Who Gets the Guns? How Conflicts and Politics Drive International Arms Transfers
38 Pages Posted: 18 Apr 2016 Last revised: 11 Sep 2016
Date Written: March 25, 2016
We study the factors that drive the international trade in major conventional weapons over the time period from 1971 to 2008, and show that conflicts of all types are important determinants in the demand for Arms. External war increases trade primarily along the intensive margin -- by boosting the volume imported by established arms recipients, whereas terrorism and internal conflict have a sizable impact along the extensive margin -- by opening or re-establishing trading relationships. We find important differences in the route followed by American and other Western exports as compared to Russian arms exports. US-sourced transfers favor richer and more distant countries, whereas Russia is more likely to export to geographically-proximate autocracies.

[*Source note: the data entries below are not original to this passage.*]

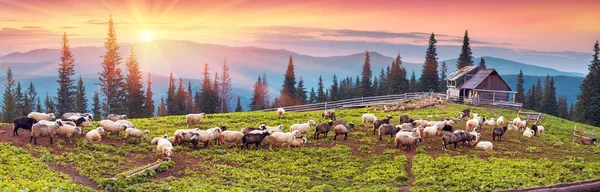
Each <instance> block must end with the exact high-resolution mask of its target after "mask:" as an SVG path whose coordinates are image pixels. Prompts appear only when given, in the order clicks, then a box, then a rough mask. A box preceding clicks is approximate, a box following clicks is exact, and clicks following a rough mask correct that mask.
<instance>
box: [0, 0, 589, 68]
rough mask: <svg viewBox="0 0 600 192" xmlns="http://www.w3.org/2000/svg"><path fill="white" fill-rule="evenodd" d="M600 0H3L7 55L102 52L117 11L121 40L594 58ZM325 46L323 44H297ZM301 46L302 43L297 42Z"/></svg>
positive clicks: (329, 53) (321, 49)
mask: <svg viewBox="0 0 600 192" xmlns="http://www.w3.org/2000/svg"><path fill="white" fill-rule="evenodd" d="M598 8H600V1H593V0H591V1H576V3H575V1H424V2H417V1H376V0H373V1H348V0H346V1H337V0H330V1H327V0H319V1H312V0H305V1H279V0H273V1H262V0H259V1H256V0H255V1H249V0H243V1H105V0H101V1H79V0H73V1H70V0H53V1H36V0H26V1H3V0H0V55H4V54H8V53H11V52H15V51H21V52H23V51H28V50H31V49H37V48H59V46H60V35H62V33H63V32H66V33H67V34H68V35H69V37H70V39H71V46H102V43H103V41H104V38H105V36H106V28H107V25H106V22H107V21H108V18H109V15H112V17H113V19H114V20H115V22H116V27H117V35H118V39H119V41H120V42H126V43H138V42H141V41H151V40H154V39H173V40H190V41H194V42H200V43H214V44H223V45H230V46H260V47H267V48H285V49H289V50H292V51H297V52H300V53H305V54H313V55H319V56H328V55H336V54H346V53H343V52H340V51H336V50H334V49H333V48H327V46H323V42H325V43H324V44H325V45H326V44H327V43H328V42H352V41H360V42H378V43H392V44H425V43H426V42H427V36H428V35H429V34H430V33H431V32H434V33H436V35H437V37H438V41H439V43H440V44H450V45H458V44H460V42H461V41H462V36H463V34H464V31H465V29H468V30H469V34H470V36H471V38H472V44H473V46H491V47H503V48H510V49H529V50H537V51H577V52H591V47H592V44H593V42H594V41H595V40H596V39H598V38H600V25H599V23H600V11H599V9H598ZM311 42H321V44H319V47H313V48H311V47H310V46H308V47H307V46H299V45H300V44H303V45H306V43H308V44H310V43H311ZM296 44H298V46H295V45H296ZM315 45H316V44H315Z"/></svg>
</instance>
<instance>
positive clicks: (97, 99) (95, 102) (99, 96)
mask: <svg viewBox="0 0 600 192" xmlns="http://www.w3.org/2000/svg"><path fill="white" fill-rule="evenodd" d="M92 114H93V115H94V117H96V118H97V119H101V117H102V105H101V104H100V94H99V93H98V91H94V97H92Z"/></svg>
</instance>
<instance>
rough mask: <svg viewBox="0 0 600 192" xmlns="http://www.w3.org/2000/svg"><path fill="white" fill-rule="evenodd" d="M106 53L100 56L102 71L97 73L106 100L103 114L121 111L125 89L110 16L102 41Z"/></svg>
mask: <svg viewBox="0 0 600 192" xmlns="http://www.w3.org/2000/svg"><path fill="white" fill-rule="evenodd" d="M104 47H105V48H106V53H105V54H104V56H103V57H102V59H103V61H102V72H100V73H99V75H100V77H99V79H100V88H101V91H102V94H103V95H104V99H106V102H105V104H104V107H105V108H106V110H104V111H103V112H104V113H105V114H111V113H122V112H123V111H124V110H123V106H124V103H125V102H124V101H125V99H126V98H125V91H124V77H123V75H122V74H121V68H120V67H119V66H120V65H121V56H119V44H118V43H117V34H116V31H115V28H114V23H113V20H112V16H111V17H110V19H109V20H108V37H107V38H106V42H104Z"/></svg>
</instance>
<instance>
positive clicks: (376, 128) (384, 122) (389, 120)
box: [373, 115, 393, 135]
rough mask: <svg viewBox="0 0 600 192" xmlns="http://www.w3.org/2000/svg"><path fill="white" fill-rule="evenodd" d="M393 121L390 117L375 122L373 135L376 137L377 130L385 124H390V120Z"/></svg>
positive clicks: (386, 117) (387, 117) (390, 116)
mask: <svg viewBox="0 0 600 192" xmlns="http://www.w3.org/2000/svg"><path fill="white" fill-rule="evenodd" d="M391 119H393V118H392V116H391V115H388V116H387V117H386V118H385V119H382V120H375V122H373V135H375V131H377V129H378V128H379V127H380V126H381V125H383V124H390V120H391Z"/></svg>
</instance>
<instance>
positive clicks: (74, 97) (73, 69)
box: [56, 33, 76, 114]
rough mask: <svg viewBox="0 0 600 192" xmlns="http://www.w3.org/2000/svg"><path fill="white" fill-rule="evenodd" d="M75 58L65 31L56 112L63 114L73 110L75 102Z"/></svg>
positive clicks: (62, 45)
mask: <svg viewBox="0 0 600 192" xmlns="http://www.w3.org/2000/svg"><path fill="white" fill-rule="evenodd" d="M74 62H75V58H73V54H72V53H71V48H69V39H67V33H63V38H62V50H61V53H60V64H59V67H58V80H57V82H58V85H59V87H58V91H57V92H56V95H57V96H56V101H57V103H56V110H57V111H56V112H58V114H63V113H67V112H71V111H73V108H74V106H75V105H74V104H75V92H76V91H75V85H74V84H75V80H73V79H72V78H71V77H72V76H73V75H75V64H74Z"/></svg>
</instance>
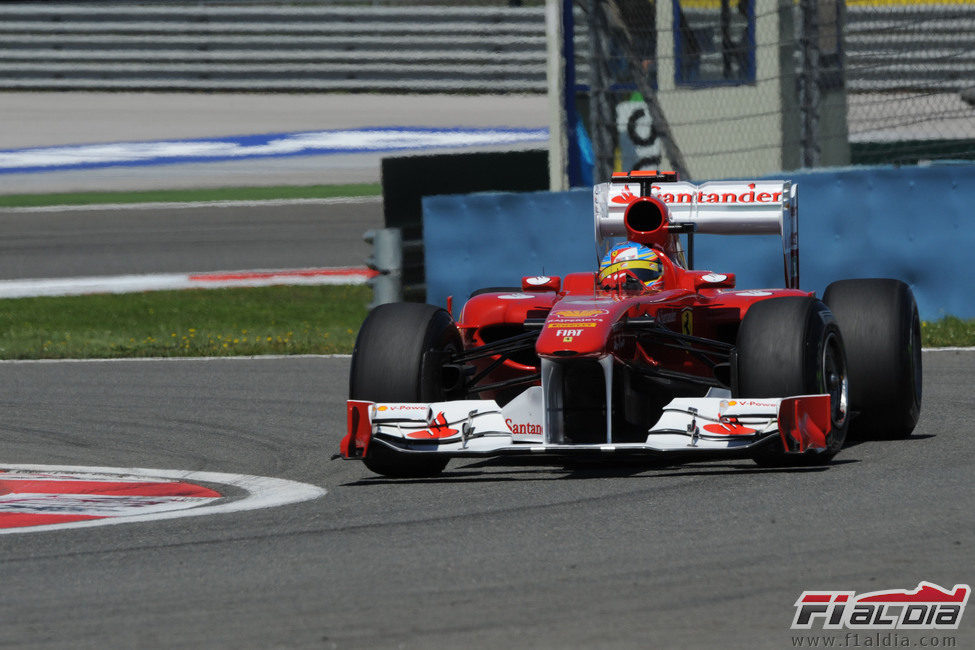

When accounting for importer-specific characteristics, Western countries are more likely to begin/resume trading relationships in response to transnational terrorism or internal conflict events, whereas the Soviet Union/Russia is more like to send weapons following domestic terrorist attacks or war involvement. Both countries ramp up exports to frequent trading partners when these partners are at war, and -- in the case of Russia -- when its partners suffer terrorist attacks. Across all income levels, countries which are more exposed to conflict are also more frequent arms importers. However, upper-middle and high income countries do not form new importing relationships in response to transitory conflicts, whereas low and lower-middle income countries do. This is consistent with the broadly-held view that inflows of weapons into poor countries help fuel conflicts and exacerbate development hurdles.